The latest report from the National Multifamily Housing Council's Rent Payment Tracker, which measures the number of apartment households making a full or partial rent payment, shows a 2.4% decrease – or 279,457 households – year over year, as well as a monthly decrease. According to NMHC Tracker, 86.2% of home households made full or partial rental payments by September 13, compared with 86.9% by August 13 this year. The survey measures 11.4 million units of professionally managed housing units across the country.
“While it remains clear that many apartment dwellers continue to prioritize their housing obligations and that apartment owners and operators remain determined to meet them halfway with creative and nuanced approaches, the reality shows that the rent payment numbers are in the second September week steadily deteriorating – representation of hundreds of thousands of households that are increasingly at risk, "said Doug Bibby, president of the NMHC, in prepared comments.
Other research shows small but growing issues with the multi-family asset class. The effective rents in the second quarter went down according to a Report from Moody & # 39; s Analytic RICE subsidiary– –The first decline since the multi-family sector began recovering from recession in 2008-09. REIS says 41 of 82 major housing markets saw real rents decline, compared with just seven of those markets in Q1 2020 and zero a year ago.
Debt markets are also showing signs of stress another REIS report found.

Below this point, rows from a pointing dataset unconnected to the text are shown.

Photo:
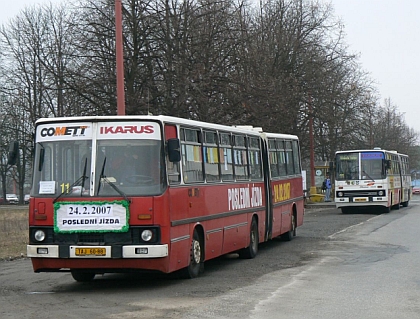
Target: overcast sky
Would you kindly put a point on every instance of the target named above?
(386, 34)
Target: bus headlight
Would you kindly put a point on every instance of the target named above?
(146, 235)
(39, 235)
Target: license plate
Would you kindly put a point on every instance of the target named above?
(90, 252)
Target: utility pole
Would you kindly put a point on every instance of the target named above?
(119, 58)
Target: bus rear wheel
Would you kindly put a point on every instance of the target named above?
(82, 276)
(252, 250)
(196, 264)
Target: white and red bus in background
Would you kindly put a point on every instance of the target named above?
(374, 178)
(195, 191)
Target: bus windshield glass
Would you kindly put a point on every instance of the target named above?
(102, 167)
(360, 166)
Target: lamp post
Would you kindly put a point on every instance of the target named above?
(119, 58)
(311, 147)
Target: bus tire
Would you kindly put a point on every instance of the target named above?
(82, 276)
(252, 250)
(345, 210)
(292, 232)
(196, 264)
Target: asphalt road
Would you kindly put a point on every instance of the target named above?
(229, 287)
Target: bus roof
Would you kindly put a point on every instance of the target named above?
(245, 129)
(369, 150)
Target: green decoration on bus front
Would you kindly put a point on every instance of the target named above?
(96, 217)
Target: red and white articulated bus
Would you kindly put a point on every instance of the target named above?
(130, 193)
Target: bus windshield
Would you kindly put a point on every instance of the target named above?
(360, 166)
(65, 168)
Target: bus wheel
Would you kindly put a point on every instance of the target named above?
(196, 264)
(387, 210)
(81, 276)
(345, 210)
(292, 232)
(252, 250)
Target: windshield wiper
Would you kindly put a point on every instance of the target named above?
(102, 177)
(80, 179)
(368, 176)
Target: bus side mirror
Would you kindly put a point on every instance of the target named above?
(331, 167)
(13, 153)
(174, 152)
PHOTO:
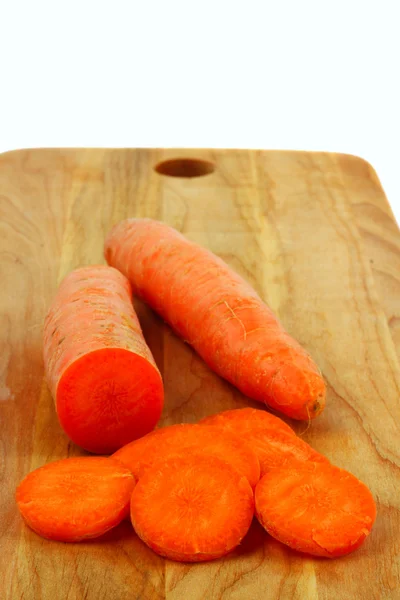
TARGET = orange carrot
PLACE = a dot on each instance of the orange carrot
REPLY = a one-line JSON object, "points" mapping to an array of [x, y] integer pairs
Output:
{"points": [[192, 510], [315, 508], [75, 498], [107, 388], [274, 442], [167, 442], [219, 314], [243, 421]]}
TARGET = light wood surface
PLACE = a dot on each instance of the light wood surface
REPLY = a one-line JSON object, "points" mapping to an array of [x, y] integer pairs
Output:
{"points": [[314, 234]]}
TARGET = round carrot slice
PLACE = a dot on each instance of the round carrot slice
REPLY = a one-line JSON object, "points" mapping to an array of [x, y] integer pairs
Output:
{"points": [[246, 420], [192, 509], [315, 508], [75, 498], [166, 442]]}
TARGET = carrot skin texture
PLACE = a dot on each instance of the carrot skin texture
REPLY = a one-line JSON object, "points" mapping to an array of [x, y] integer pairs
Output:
{"points": [[102, 375], [317, 508], [219, 314], [167, 442], [74, 499], [192, 509]]}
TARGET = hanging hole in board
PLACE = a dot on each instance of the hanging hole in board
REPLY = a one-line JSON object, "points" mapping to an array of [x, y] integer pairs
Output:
{"points": [[185, 167]]}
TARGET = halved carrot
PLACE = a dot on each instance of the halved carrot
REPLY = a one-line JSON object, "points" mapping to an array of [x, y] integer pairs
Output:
{"points": [[167, 442], [192, 510], [315, 508], [242, 421], [107, 388], [219, 314], [75, 498]]}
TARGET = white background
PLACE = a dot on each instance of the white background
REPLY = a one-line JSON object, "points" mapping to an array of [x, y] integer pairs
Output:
{"points": [[290, 75]]}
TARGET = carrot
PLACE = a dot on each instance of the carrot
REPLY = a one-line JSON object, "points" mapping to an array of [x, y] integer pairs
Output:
{"points": [[243, 421], [274, 443], [107, 388], [315, 508], [219, 314], [75, 498], [167, 442], [192, 510]]}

"When we reviewed remittances in August, we found some conflicting data, in addition to a multi-family sector showing its early signs of pandemic stress," the two researchers wrote. "While the overall crime rate is fairly stable and even showing signs of declining, the volume of special maintenance remains stubbornly high and is increasing by the centimeter."
"In certain data truncations, we are even seeing industry-specific conflicts over where stress is hiding and likely to occur in the near future," the authors said.
A new report from Rentec Direct assessing the impact of COVID-19 on rental payments this month also gives cause for concern. “Rentec Direct data has shown a consistent downward trend in the number of rental payments received from property managers and landlords across the country. In September, the number of total rental payments received changed the most, by 35%. We started tracking data in March 2020. "
But Rentec gave advice to the owners. "For tenants who pay rent electronically, nationwide rent payments in September 2020 are 1.0% higher than online payments in March 2020. Online rental payment options increase the likelihood of paying rent dramatically."